Я постоял немного со слипающимися глазами и допил кофе. Потом скомкал стаканчик и бросил его в мусорное ведро.
Кто-то похитил Джона Марконе, и я должен был найти и спасти его. У меня складывалось ощущение, что Мёрфи вряд ли придет в восторг от подобной перспективы. Адские погремушки, это мне и самому совсем не нравилось. Но не это тревожило меня больше всего.
Больше всего меня тревожило то, что во всем этом была замешана Мэб.
Для начала, на кой черт она вообще заставила Грималкина говорить за себя? Если не считать того, что таким образом она производила еще более пугающее впечатление, чем обычно. О, конечно, на вид Мэб держалась достаточно откровенно, но на деле происходило гораздо больше, чем она говорила.
Например, Мэб сказала, что посланные Летними убийцы напали на меня, потому что она выбрала меня своим эмиссаром. Однако для этого ей пришлось бы сделать выбор давным-давно, по крайней мере за некоторое время до того, как бебеки напали на меня во дворе дома Карпентеров.

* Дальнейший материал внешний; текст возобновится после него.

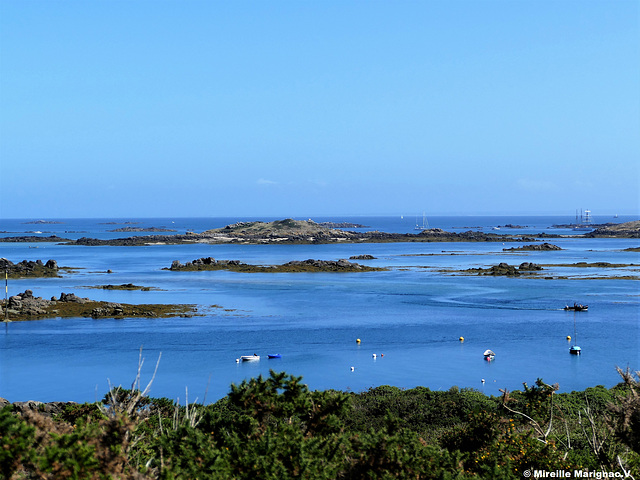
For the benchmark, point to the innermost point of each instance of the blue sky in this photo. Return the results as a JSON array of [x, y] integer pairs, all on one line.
[[295, 108]]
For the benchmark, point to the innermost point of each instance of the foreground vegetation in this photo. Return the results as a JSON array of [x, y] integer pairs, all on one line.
[[276, 428]]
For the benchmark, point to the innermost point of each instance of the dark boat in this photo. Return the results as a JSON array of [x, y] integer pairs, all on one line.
[[577, 307]]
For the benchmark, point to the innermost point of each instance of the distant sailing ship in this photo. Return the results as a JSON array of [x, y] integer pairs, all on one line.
[[425, 223], [584, 224]]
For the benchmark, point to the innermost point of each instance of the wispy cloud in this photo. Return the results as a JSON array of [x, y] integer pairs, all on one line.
[[264, 181], [536, 185]]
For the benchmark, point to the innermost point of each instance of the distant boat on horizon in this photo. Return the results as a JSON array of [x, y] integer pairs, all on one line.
[[425, 223]]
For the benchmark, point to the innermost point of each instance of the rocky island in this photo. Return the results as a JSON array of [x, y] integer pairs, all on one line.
[[298, 232], [25, 306], [29, 268], [504, 269], [34, 239], [294, 266], [534, 248], [141, 229], [620, 230]]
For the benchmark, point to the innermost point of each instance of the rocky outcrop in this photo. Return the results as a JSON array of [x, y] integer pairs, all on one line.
[[29, 268], [504, 269], [545, 247], [298, 232], [141, 229], [48, 409], [26, 306], [310, 265], [621, 230], [33, 239]]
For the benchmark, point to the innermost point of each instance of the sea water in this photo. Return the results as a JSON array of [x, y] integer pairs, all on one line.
[[410, 316]]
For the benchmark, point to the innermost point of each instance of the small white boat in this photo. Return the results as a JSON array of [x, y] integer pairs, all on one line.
[[250, 358]]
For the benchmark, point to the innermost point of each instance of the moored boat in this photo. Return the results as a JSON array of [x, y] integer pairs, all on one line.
[[489, 355], [577, 307], [250, 358]]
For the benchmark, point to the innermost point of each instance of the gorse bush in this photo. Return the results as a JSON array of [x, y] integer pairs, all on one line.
[[276, 428]]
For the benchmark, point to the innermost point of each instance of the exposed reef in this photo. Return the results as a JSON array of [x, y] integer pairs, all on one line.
[[25, 306], [29, 268], [592, 265], [124, 286], [341, 225], [504, 269], [294, 266], [298, 232], [141, 229], [535, 248], [621, 230], [34, 239]]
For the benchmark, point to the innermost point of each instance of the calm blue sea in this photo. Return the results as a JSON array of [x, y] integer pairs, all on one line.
[[410, 316]]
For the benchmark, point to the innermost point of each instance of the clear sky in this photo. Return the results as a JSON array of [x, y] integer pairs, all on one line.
[[295, 108]]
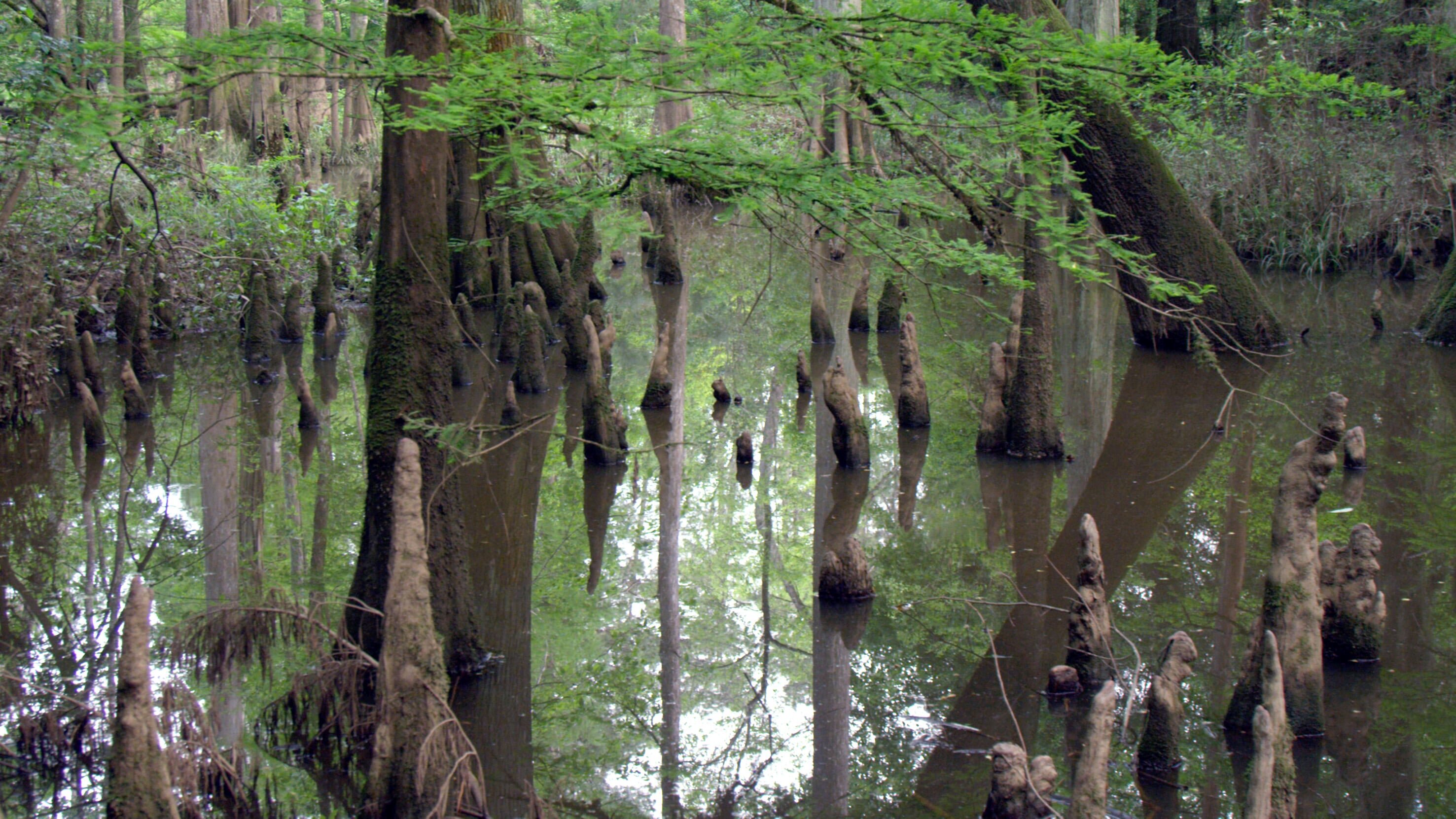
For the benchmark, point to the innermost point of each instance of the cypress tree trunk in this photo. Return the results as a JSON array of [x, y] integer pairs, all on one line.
[[413, 350], [1129, 180]]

А это произошло за несколько часов до того, как нехорошие парни похитили Марконе.
Кто-то разыгрывал партию, это точно. Кто-то о чем-то умалчивал.
У меня складывалось еще менее приятное ощущение, что, если я не выясню, кто это делает, зачем и как, Мэб выкинет меня в мусорное ведро, как я только что выкинул использованный бумажный стакан.
Скомкав предварительно, разумеется.
Глава 8
Широкий приземистый пикап армейского вида прохрустел шинами по снегу и остановился у маленькой продуктовой лавки. Фары светили прямо в дверь. Я сощурил глаза, глядя против света. После секундной паузы дважды коротко взревел гудок «хаммера».
– О, да вы, наверно, шутите, – буркнул я, проковылял к двери и вышел на улицу, к пикапу.
Тот совершенно сливался с ночным окружением.
Окошко со стороны водителя опустилось, и я увидел молодого человека, каких отцы несовершеннолетних дочерей отстреливают без предупреждения. В первую очередь бросались в глаза бледность лица и глубоко посаженные серые глаза. Длинные, чуть вьющиеся волосы имели как раз такую длину, какая ассоциируется обычно с этаким чуть равнодушным бунтарством, и были всклокочены с этакой же небрежной безупречностью. Одежду его составляли черная кожаная куртка, белая рубашка – и то и другое по отдельности дороже, чем любые два предмета моей домашней обстановки. Резко контрастируя с ними, из-под воротника куртки виднелся неумело связанный шарф из толстой белой пряжи. Смотрел водитель прямо перед собой, так что я видел только его профиль, но почему-то я не сомневался, что другая, невидимая мне половина рта кривится в ухмылке.